Элис подождала секунду:
– Да?
– Это кардинал, – сказал Беннетт. – Красный кардинал. Я абсолютно уверен.
Глава 4
…ведь брак, говорят, наполовину уменьшает права каждого и удваивает обязанности.
Первым воспоминанием Марджери О’Хара было то, как она сидит под столом на маминой кухне и сквозь прижатые к глазам растопыренные пальцы наблюдает за тем, как папаша, ударив кулаком ее четырнадцатилетнего брата Джека, пытавшегося помешать ему избивать жену, с ходу выбил Джеку два передних зуба. Мать Марджери, терпевшая побои, но не желавшая подобной судьбы для своих детей, оперативно швырнула кухонный стул в голову супруга, наградив его зазубренным шрамом на лбу. Отец врезал ей отломанной ножкой от стула, правда не раньше, чем смог стоять прямо, и драка прекратилась только тогда, когда дедушка О’Хара проковылял на кухню с ружьем на плече, жаждой убийства в глазах и пригрозил, если сын не остановится, снести ко всем чертям его чертову голову с его чертовых плеч.

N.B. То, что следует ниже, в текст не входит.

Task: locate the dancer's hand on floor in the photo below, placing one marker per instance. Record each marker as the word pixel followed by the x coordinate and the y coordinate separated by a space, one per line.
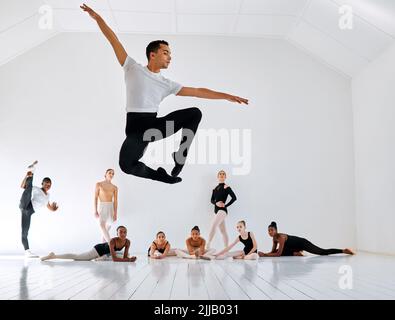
pixel 237 99
pixel 91 12
pixel 54 206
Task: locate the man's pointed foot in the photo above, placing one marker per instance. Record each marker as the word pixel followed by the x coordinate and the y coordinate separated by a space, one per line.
pixel 166 178
pixel 177 167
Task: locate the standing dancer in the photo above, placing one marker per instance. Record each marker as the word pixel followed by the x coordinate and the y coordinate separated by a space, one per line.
pixel 145 90
pixel 33 198
pixel 218 199
pixel 107 193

Но, как уже позднее обнаружила Марджери, не то чтобы дедуля считал, будто его сын не имеет права колошматить жену, а просто бабуля тогда слушала радио и из-за этих воплей едва ли не половину пропустила. В результате в сосновой обшивке стены осталась дыра, куда Марджери в детстве могла легко просунуть кулак.
В тот день Джек ушел навсегда – без двух зубов и с единственной приличной рубашкой в вещевом мешке. В следующий раз Марджери услышала его имя (уход из дому был расценен как нелояльность семье, а потому имя Джека благополучно исчезло из семейной хроники) лишь восемь лет спустя, когда они получили телеграмму, где говорилось, что Джек погиб, попав под товарняк в Миссури. Мать Марджери рыдала навзрыд, проливая горькие слезы в кухонный фартук, пока отец не швырнул в нее книгой, велев взять себя в руки, а не то он действительно заставит ее плакать, после чего отправился гнать самогон. Книга называлась «Черный Красавчик». Марджери так и не простила отца за то, что он оторвал у книги заднюю обложку, и каким-то образом эта испорченная книжка стала для Марджери искрой, раздувшей пламя всепоглощающей ярости, в которой слились воедино и любовь к погибшему брату, и желание убежать в мир книг.